There are people – I like to think most of us – who walk into that show and see Thornton teaching basketball in his chair and Thebus reading him to filth over her script and understand we are seeing something truly special. We are witnessing some of our city’s greatest actors achieving their full potential unfettered. Then there is a person – Chris – who walks into that space and cannot get over the fact that someone would dare hold a piece of paper while telling a story long enough to listen. It’s baffling because Kris Vire in his Storefront Rebellion review even mentions having a conversation with Thornton after the show. Thornton rightfully asserts that Thebus has as much a right to hold her script as he does to be in his chair – and he still called it an “exercise,” and questioned The Gift’s right to charge for tickets. As though her performance is literally worth less.
It would be very easy to dismiss this as two prominent white critics saying something insidious, but if we don’t call it out every single time we will accept it as our normal. The ego, separation from community, and unwillingness to listen to that same community exhibited here is unacceptable. A critic is not above community they are in dialogue with it. There are so many talented critics writing on theatre, such as Irene Hsiao’s take for New City Stage, that we should no longer have to hope one person at the Tribune will understand our work to sell tickets. In fact, I think that time may be passing as we speak.
Jones should frankly make the phone call he was afraid to make, and apologize to Mary Ann Thebus.
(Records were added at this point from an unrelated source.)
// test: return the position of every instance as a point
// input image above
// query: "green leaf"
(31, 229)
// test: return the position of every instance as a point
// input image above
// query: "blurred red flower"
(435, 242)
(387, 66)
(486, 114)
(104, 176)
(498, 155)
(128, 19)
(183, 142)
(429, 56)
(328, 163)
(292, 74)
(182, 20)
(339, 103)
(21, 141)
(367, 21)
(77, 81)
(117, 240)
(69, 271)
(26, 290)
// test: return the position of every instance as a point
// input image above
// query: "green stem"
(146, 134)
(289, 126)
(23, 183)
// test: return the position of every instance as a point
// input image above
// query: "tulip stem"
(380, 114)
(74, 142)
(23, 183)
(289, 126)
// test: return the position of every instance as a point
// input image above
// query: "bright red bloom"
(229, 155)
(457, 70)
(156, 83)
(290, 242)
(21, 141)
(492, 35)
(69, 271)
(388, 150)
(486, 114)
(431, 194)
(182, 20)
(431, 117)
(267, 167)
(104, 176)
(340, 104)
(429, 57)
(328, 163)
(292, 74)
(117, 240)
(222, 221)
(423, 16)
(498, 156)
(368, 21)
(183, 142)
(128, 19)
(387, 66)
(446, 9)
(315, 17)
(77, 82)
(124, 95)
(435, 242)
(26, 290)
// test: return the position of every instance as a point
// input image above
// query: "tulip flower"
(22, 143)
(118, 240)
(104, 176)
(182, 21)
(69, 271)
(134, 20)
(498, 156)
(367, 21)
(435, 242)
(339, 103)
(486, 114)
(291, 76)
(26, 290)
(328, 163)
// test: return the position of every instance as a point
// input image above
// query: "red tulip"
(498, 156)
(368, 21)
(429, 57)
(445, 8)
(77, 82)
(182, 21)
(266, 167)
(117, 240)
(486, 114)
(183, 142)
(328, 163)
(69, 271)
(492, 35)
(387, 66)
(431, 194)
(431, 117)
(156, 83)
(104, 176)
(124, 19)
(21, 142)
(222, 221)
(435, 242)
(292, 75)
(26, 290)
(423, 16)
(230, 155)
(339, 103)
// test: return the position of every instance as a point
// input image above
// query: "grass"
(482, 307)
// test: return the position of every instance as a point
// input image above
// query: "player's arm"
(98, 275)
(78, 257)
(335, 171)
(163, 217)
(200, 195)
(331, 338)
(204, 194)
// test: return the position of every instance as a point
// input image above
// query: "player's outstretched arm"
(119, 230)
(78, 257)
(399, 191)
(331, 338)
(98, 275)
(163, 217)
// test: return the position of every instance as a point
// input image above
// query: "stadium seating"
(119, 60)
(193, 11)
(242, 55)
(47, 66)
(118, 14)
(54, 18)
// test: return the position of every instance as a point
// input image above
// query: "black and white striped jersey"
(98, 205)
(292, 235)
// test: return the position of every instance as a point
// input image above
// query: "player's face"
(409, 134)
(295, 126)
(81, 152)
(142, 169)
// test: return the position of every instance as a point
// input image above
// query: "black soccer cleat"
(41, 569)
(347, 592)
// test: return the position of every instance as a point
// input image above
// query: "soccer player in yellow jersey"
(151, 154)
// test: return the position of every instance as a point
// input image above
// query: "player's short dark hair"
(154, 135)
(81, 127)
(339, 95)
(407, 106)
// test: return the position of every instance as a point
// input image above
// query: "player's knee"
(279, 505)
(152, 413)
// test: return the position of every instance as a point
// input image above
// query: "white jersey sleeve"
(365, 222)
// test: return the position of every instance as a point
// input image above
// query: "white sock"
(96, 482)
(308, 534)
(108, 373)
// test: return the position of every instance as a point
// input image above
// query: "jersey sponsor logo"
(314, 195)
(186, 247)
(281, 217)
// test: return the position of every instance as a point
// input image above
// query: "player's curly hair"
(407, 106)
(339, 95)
He severely crossed a line by bringing up her age, suggesting this is the end of her career, suggesting Chicago artists & critics are gossiping about her age, being ableist, focusing on a man instead of her own achievements, and more – but that should get you started.
Photo by Claire Demos.
*Note: Dear White Critics is a series Regina Victor is tired of writing. While they are somewhat playful in writing, that is because these pieces are significant emotional labor, and sometimes the only way to deal with blatant disrespect like this is to laugh. Support local artists and grassroots criticism so Regina doesn’t have to be so tired. Thanks.
**Bias Alert: Regina Victor is a working artist with feelings, and also worked with Jessica Thebus two years ago, in addition to directing a short piece for her and Lisa Portes’ event rock the vote event, Femme Shout. They have no personal relationship with Mary Ann Thebus.